There are no real explanations for the events yet. The US Federal Reserve has begun an investigation. The most widespread theory at the moment is that the bank got into trouble because the interest rate on the old government bonds held by the bank (on the asset side) is below the interest rate on newly issued government bonds due to the FED’s interest rate turnaround. The current market value of the old bonds is well below their face value, i.e. below the value at which the loans will be repaid by the government. To attribute the bank run to this, however, is a steep thesis.
First of all, one must realise that even the best asset side does not help in the case of a bank run. If, for whatever rational or irrational reasons, a bank’s depositors go crazy, there is no antidote other than the rapid closure of the bank and, to reassure other investors, state guarantees for all banks. That customers no longer trust a bank because it has too many government bonds in its portfolio that are perfectly safe in the long term but cannot be sold in the short term without incurring losses is not particularly plausible.

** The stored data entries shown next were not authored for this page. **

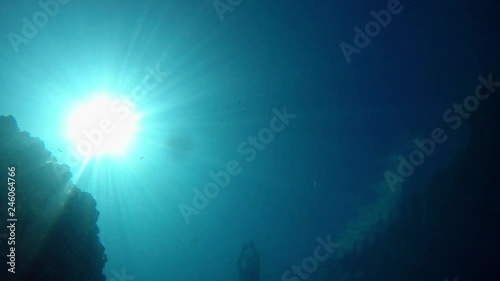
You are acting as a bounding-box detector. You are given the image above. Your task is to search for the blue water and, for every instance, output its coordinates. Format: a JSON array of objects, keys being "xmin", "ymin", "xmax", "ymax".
[{"xmin": 0, "ymin": 0, "xmax": 497, "ymax": 280}]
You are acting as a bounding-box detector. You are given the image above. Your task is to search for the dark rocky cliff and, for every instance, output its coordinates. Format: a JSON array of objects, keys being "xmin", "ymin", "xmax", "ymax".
[{"xmin": 0, "ymin": 115, "xmax": 107, "ymax": 281}]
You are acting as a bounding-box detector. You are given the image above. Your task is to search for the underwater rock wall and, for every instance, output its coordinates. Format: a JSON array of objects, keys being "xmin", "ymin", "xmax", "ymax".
[
  {"xmin": 0, "ymin": 115, "xmax": 107, "ymax": 281},
  {"xmin": 320, "ymin": 89, "xmax": 500, "ymax": 281}
]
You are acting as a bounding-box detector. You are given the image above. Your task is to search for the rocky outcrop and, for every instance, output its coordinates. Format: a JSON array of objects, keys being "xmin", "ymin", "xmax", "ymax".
[{"xmin": 0, "ymin": 115, "xmax": 107, "ymax": 281}]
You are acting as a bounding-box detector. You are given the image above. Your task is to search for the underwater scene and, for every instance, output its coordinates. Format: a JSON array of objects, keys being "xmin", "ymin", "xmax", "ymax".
[{"xmin": 0, "ymin": 0, "xmax": 499, "ymax": 281}]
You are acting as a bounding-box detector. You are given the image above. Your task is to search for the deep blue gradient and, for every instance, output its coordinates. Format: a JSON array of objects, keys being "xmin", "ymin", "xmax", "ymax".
[{"xmin": 0, "ymin": 0, "xmax": 498, "ymax": 280}]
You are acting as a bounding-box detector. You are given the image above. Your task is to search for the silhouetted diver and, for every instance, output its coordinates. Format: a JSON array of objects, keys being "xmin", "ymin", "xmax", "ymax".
[{"xmin": 238, "ymin": 241, "xmax": 260, "ymax": 281}]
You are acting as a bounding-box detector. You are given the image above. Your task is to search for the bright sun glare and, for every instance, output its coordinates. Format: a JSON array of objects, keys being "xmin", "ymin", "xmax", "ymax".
[{"xmin": 65, "ymin": 92, "xmax": 140, "ymax": 158}]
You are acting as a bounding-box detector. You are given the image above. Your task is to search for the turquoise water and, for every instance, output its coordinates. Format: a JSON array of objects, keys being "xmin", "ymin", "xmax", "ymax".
[{"xmin": 0, "ymin": 0, "xmax": 498, "ymax": 281}]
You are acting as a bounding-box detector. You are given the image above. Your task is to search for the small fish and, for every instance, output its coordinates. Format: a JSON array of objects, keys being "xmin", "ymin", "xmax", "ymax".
[
  {"xmin": 57, "ymin": 149, "xmax": 62, "ymax": 152},
  {"xmin": 140, "ymin": 156, "xmax": 144, "ymax": 159},
  {"xmin": 314, "ymin": 181, "xmax": 317, "ymax": 186},
  {"xmin": 242, "ymin": 109, "xmax": 247, "ymax": 114},
  {"xmin": 220, "ymin": 119, "xmax": 223, "ymax": 122}
]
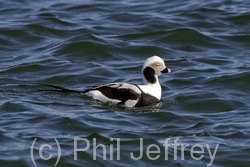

The short-term losses only occur when depositors go crazy and the bonds have to be sold quickly. But that does not explain why depositors suddenly panic. The FT rightly points out that the current low valuation of government bonds was known long before the run. I, for one, would not get nervous if I held my money in a bank that had mainly lent to the government but of which nothing else was known to be disadvantageous. Even a bank that has mainly given solid long-term loans to private companies is lost in a bank run, because it can never activate as much money as it would need to pay out all the deposits without huge losses. No financial institution is immune to irrational actions.
Nor is the thesis that the bank could not have paid higher interest on deposits because the government bonds in its portfolio were low-yielding particularly convincing. If there is such a pressure on the bank’s margin, it has to accept the withdrawal of some deposits to other banks by paying slightly lower interest rates. If it does not do that and makes big losses, management has failed. It has nothing to do with the asset side alone.
Result: we don’t know. We don’t know at this stage what caused the panic. As long as we don’t know, speculating about the reasons won’t help. Hopefully, the investigation by the US Federal Reserve will soon shed some light on the matter.